The study, “Swimmable, Fishable, Fixable?”, found that poor water quality is concentrated in certain regions of the state, especially in southern Minnesota. MPCA researchers noted that in heavily farmed areas, surrounding lakes and streams had high levels of nitrogen, phosphorus and sediment. These high levels make it difficult to support aquatic life, and in some cases prohibit people from swimming in lakes and streams. The report’s findings conclude that poor water quality in southern Minnesota waters is caused predominantly by agricultural runoff. Urban areas also suffer from elevated levels of water pollution caused by runoff.
“We have seen many of these patterns developing during the last 20 years.

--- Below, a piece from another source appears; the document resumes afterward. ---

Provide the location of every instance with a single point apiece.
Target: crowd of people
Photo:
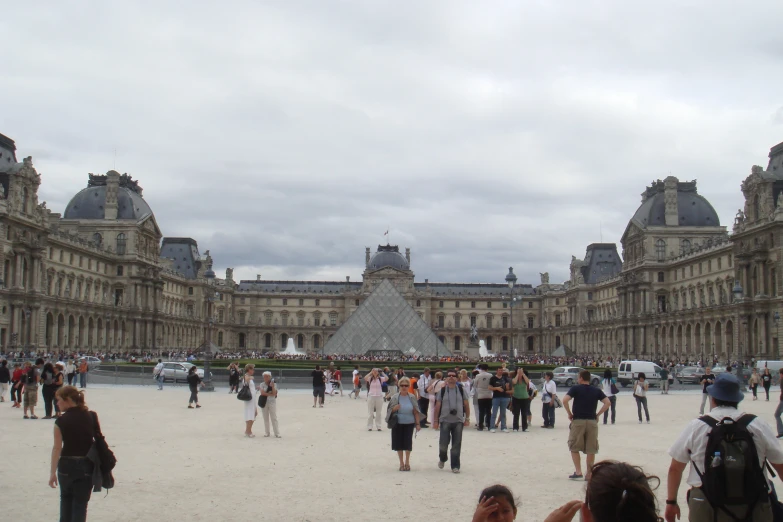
(444, 401)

With the comprehensive watershed information we are gathering, we are much closer to a diagnosis that can point us toward the changes that need to happen,” said MPCA Commissioner John Linc Stine. “While the Legacy Funds Minnesota citizens invested are helping us take steps forward, it’s clear that we can’t buy our way to healthy waters.”
Key Findings in the Report
The report released today was compiled by the MPCA over the last several years, and was funded by the Clean Water, Land and Legacy Constitutional Amendment. The MPCA found that phosphorus and nitrogen, high bacteria levels and mercury contamination continue to be problems in many of Minnesota’s lakes, rivers and streams. These pollutants, which are typically the product of urban and agricultural land runoff, have left many bodies of water inadequate for human consumption and aquatic life. Key findings from the report include:
- Urban and Agricultural Impact — Areas of Minnesota with larger human and livestock populations are struggling the most with water-quality. According to the MPCA study, runoff from land under intense urban or agricultural uses has left half or less of the lakes in those areas clean enough for healthy aquatic life and enjoyable swimming.
- Bacteria Levels — Higher levels of bacteria were discovered in many Minnesota waters. Generally, higher levels of bacteria indicate feedlot runoff or human waste in a water body, indicating it may be unsafe for swimming and other recreation.
- Mercury-Tainted Fish — Despite Minnesota’s progress in preventing mercury from entering lakes, rivers and streams from our state’s power utilities and other sources, the MPCA study concluded that mercury remains widely present in fish. The vast majority of lakes and streams examined in the study — 97 percent of 490 stream sections and 95 percent of 1,214 lakes studied — contain fish tainted by mercury.
- High Levels of Nitrogen and Phosphorus — The MPCA study also found that watersheds that are heavily farmed or developed tend to have high levels of nitrogen, phosphorus and suspended solids in their waters. Nitrogen and phosphorus can cause algal blooms while suspended solids make the water murky. These pollutants hurt aquatic life and recreational opportunities.
- Problems Vary Regionally — While urban and agricultural runoff were the general source of problems across Minnesota, the types of pollution causing problems in specific bodies of water varied regionally. Typical problems included issues such as low oxygen levels, excess nutrients, excess sediment, disruption of natural water flows, a lack of habitat, and a lack of connectivity between different bodies of water.
Recommended Strategies to Improve Water Quality
In addition to identifying stressors and healthy conditions in Minnesota’s lakes and streams, the MPCA and partner agencies have recommended strategies to restore and protect our waters. Those recommendations include: stream buffers, nutrient and manure management, stormwater controls and in-lake treatments. While most strategies are tailored for their specific watersheds, some strategies recommended by the MPCA do call for stronger and more targeted application of state and local laws on feedlots, shoreland, septic systems, stormwater controls and wastewater discharges.
“We are in this for the long haul — and we are talking 20 or more years,” said Commissioner Stine. “We need continued vigilance to protect our healthy waters and take targeted action to restore those that are impaired. It took decades for our lakes and streams to become polluted, and it will take many more years to restore them.”